Trading Journal: TFT Collapse, Weighty Trades

I had a 200k TFT challenge I had been running with decent progress (6.5 of 8% target, that’s pulling 13k USD in a month. Livable!) But then TFT collapsed, so I’m back running a high leverage 50k challenge w/ FTMO. My expectation was for this year to be mostly a wash any way but I only go up now baby. The slow iterative process of refinement of skills and split-second decision making is now bearing clear visible fruit in my PnL, performance, decision making. I’m capitalizing on trades better, making really great decisions utilizing catalysts, and doing a much better job of waiting for the signal. I can show a couple recent trades.

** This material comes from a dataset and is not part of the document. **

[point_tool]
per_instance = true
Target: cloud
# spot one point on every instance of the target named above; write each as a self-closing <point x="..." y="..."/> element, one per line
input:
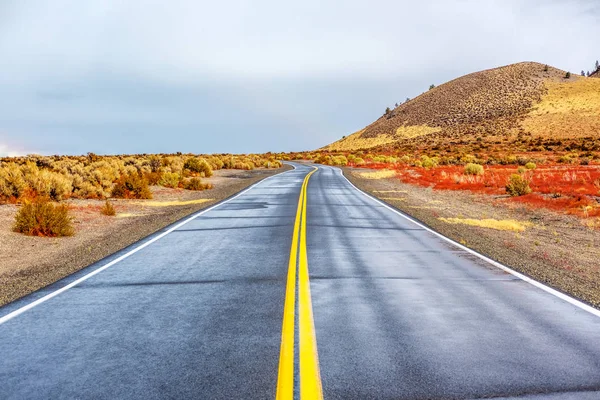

On the split second decision making, this trade was from today. Market really mixed today after way hot ADP but then slightly cool PMI. I got blown out of a heavy short from pre-market when PMI landed. Lessons learned is just to take the profit, think of open as a random void of nothingness, no alpha, no nothing. I don’t mind holding trades into open because the rewards can be stellar, but if it doesn’t just got into green, better to take it off. Anyway, this trade was late in the day (last hour) which I find is the easiest stretch of the day to make a good decision in, as you have the whole story from the day by that point, especially lots of breadth information. You’ll see below the VOLD ratio I’m calculating has a few taps on a trend, and because the day was very mixed, I decided to not enter any position until very very very strong confluence to ensure a high probably, heavy weight trade. I saw VOLD break, and within a couple seconds I had multiples of my account in the position (33 contracts US500 short, something like 171k notional on a 50k challenge account.) Fast fast fast. It’s amazing seeing the decision making of the human brain, the pattern recognition, to know “okay this is it” and to put weight on it! It was $500 trade in only a few minutes, and I really should have went wayyyyyyyy stronger on it, but I was entering on my phone (MetaTrader is pretty sketchy on the phone too. I’m transitioning to CTrader but I’ve had this FTMO account since last year.)

Despite catching a pretty poster, I round tripped that trade entirely. Lots of greed left in the market. But I’ve been processing this and looking at SMB traders as an example here. If you see a 99% probability setup that you can get it hard hard hard for very little account risk (if I lost that trade it would have been only about .1% risked for 1% gain, 1:10 Risk/Reward) so a position that’s so high probability you can enter immensely huge trades on. Next time I see a setup like that I’ll just continue to hit the buy button until my margin is fully allocated, and I’ll take the risk off the second that I see the pressure the other way. This is where the tape reading comes in, and for indices, really I look at the breadth data instead of order book data (Tick, and VOLD mostly).

So to really have pulled a salary on this move, which is what it could be worth, you’ve gotta go just super hard, split second. My lot sizes were at 11 (60k notional a click basically) and that’s a pretty good size on 50k to risk .1% or so on the first order. Because I saw it a little bit early, but waited, I could have dialed up the lot size 5x or 10x to put about 1% of risk on the first click, and then it’s free after that, so on 50k that could have been 10%+ with only 1% risked.

This is where it all comes together, because this isn’t a catalyst trade, but it’s super clear structure, I had seconds to respond and I did it, I added all the weight at the front, wasn’t trying to chase it, I just didn’t watch the breadth and it went to entry. Because the risk is so small, you get greedy wanting to hold it, catch it all. But let’s say 10m candles you’ve sized it really really big because you know you’re only going to put 1% of risk on it on that first set of contracts, then your eyes will lead you to take the profit when you see how huge it was. I have a rule to split orders into 3: one part to cover the risk (can’t lose!) one part to secure profit (winning!) and one part to let run (let it runnnnn!). So if the first portion closes $500, you’ve got bullets. If the second portion closes $2000, you have a week’s wage to eat. And if it happens to run, you might get a magnificent and huge return. It only takes one of these trades, but you have to be ready to put the weight on.

I usually don’t swing trade, but I had a really good multi-day catalyst trade on economic data this week. I broke my rules a little bit and let the whole thing run. I slept really soundly, woke up, saw a couple taps and closed it.

Absolute banger of a trade.

So, no sweat really on TFT collapsing, but that puts me out $700 if I don’t get a refund on the challenge. No biggie. The plan was really to take $500 and show we can grow it, but I’m expanding that budget a bit given this especially. I’ll just pull this FTMO challenge over the line, and then basically take payouts and copy trade to scale up. I saw a trader explaining how he scaled to 6.7MM in funded capital – you just have to put it to work. Invest it all back, copy trade on challenges, and let that account explode. Let’s say casually and carefully, you can pass a test a quarter (+15%), 50k turns into 250k in quarter two with the first payout, and that can scale to 1mm in the next quarter. We’ve got the skills, we’ve got the plan, one life to live, a plan to break free, a lovely supportive little human on the adventure with me, up and down and sideways and backwards. What a ride!!